Load-bearing premise
The expert submissions and the resulting weighted rubric checkpoints accurately capture genuine expert-level cognition without selection bias or construction artifacts.
What would settle it
If panels of actual domain experts re-grade the same 1,346 tasks and find that leading models exceed 80 percent success or agreement on the rubrics, the reported performance ceiling would be falsified.
read the original abstract
As Large Language Models (LLMs) exhibit plateauing performance on conventional benchmarks, a pivotal challenge persists: evaluating their proficiency in complex, open-ended tasks characterizing genuine expert-level cognition. Existing frameworks suffer from narrow domain coverage, reliance on generalist tasks, or self-evaluation biases. To bridge this gap, we present XpertBench, a high-fidelity benchmark engineered to assess LLMs across authentic professional domains. XpertBench consists of 1,346 meticulously curated tasks across 80 categories, spanning finance, healthcare, legal services, education, and dual-track research (STEM and Humanities). These tasks are derived from over 1,000 submissions by domain experts--including researchers from elite institutions and practitioners with extensive clinical or industrial experience--ensuring superior ecological validity. Each task uses detailed rubrics with mostly 15-40 weighted checkpoints to assess professional rigor. To facilitate scalable yet human-aligned assessment, we introduce ShotJudge, a novel evaluation paradigm that employs LLM judges calibrated with expert few-shot exemplars to mitigate self-rewarding biases. Our empirical evaluation of state-of-the-art LLMs reveals a pronounced performance ceiling: even leading models achieve a peak success rate of only ~66%, with a mean score around 55%. Models also exhibit domain-specific divergence, showing non-overlapping strengths in quantitative reasoning versus linguistic synthesis.. These findings underscore a significant "expert-gap" in current AI systems and establish XpertBench as a critical instrument for navigating the transition from general-purpose assistants to specialized professional collaborators.
Editorial analysis
A structured set of objections, weighed in public.
Referee Report
Summary. The paper introduces XpertBench, a benchmark of 1,346 expert-derived tasks across 80 categories in domains including finance, healthcare, legal, education, and research. Tasks are assessed via rubrics containing 15-40 weighted checkpoints, with evaluation performed by the introduced ShotJudge method that uses LLM judges calibrated on expert few-shot exemplars. Empirical results on state-of-the-art LLMs report a peak success rate of ~66% and mean score of ~55%, together with domain-specific performance divergences between quantitative and linguistic tasks, which the authors interpret as evidence of an expert-level gap.
Significance. If the rubric validity and ShotJudge alignment claims are substantiated, the work would provide a useful high-ecological-validity instrument for tracking progress toward professional-grade AI capabilities. The scale of expert-sourced tasks and the shift from self-evaluation to calibrated external judging are constructive steps beyond many existing LLM benchmarks.
major comments (3)
- [Abstract / Evaluation Methodology] Abstract and evaluation section: the central performance-ceiling claim (~66% peak, ~55% mean) and the domain-divergence finding rest on ShotJudge outputs, yet no inter-rater reliability statistics (Cohen’s kappa, Pearson r, or equivalent) between ShotJudge scores and independent human experts scoring the same tasks are reported.
- [Benchmark Construction] Rubric construction paragraph: the weighting scheme for the 15-40 checkpoints is described as “weighted” but no procedure for deriving or validating the weights across the 1,346 tasks is supplied, leaving open the possibility that domain-specific score differences are artifacts of rubric construction rather than genuine model behavior.

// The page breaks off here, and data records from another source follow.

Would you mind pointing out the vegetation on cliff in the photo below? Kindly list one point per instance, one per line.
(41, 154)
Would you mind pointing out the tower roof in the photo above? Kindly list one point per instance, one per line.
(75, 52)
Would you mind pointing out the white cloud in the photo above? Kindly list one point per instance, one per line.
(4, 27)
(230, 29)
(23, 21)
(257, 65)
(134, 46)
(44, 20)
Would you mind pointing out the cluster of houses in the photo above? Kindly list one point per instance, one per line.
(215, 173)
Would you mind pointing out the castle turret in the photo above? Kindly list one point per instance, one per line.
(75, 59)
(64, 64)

- [Empirical Evaluation] Results section: the reported success rates and non-overlapping domain strengths are presented without accompanying statistical tests, confidence intervals, or controls for judge calibration drift, so the quantitative support for the expert-gap conclusion remains incomplete.
minor comments (1)
- [Abstract] The final sentence of the abstract contains a double period (“synthesis.. These”).
Simulated Author's Rebuttal
We thank the referee for the constructive feedback, which identifies key areas where additional validation and statistical detail will strengthen the manuscript. We respond to each major comment below and will incorporate the recommended changes in the revised version.
read point-by-point responses
-
Referee: [Abstract / Evaluation Methodology] Abstract and evaluation section: the central performance-ceiling claim (~66% peak, ~55% mean) and the domain-divergence finding rest on ShotJudge outputs, yet no inter-rater reliability statistics (Cohen’s kappa, Pearson r, or equivalent) between ShotJudge scores and independent human experts scoring the same tasks are reported.
Authors: We agree that reporting inter-rater reliability would provide stronger substantiation for ShotJudge. Although the method is calibrated on expert few-shot exemplars, a dedicated comparison with independent human scorers was not included. In the revision we will add a human validation subsection based on a representative subset of tasks, reporting Cohen’s kappa and Pearson correlation between ShotJudge outputs and expert ratings. revision: yes
-
Referee: [Benchmark Construction] Rubric construction paragraph: the weighting scheme for the 15-40 checkpoints is described as “weighted” but no procedure for deriving or validating the weights across the 1,346 tasks is supplied, leaving open the possibility that domain-specific score differences are artifacts of rubric construction rather than genuine model behavior.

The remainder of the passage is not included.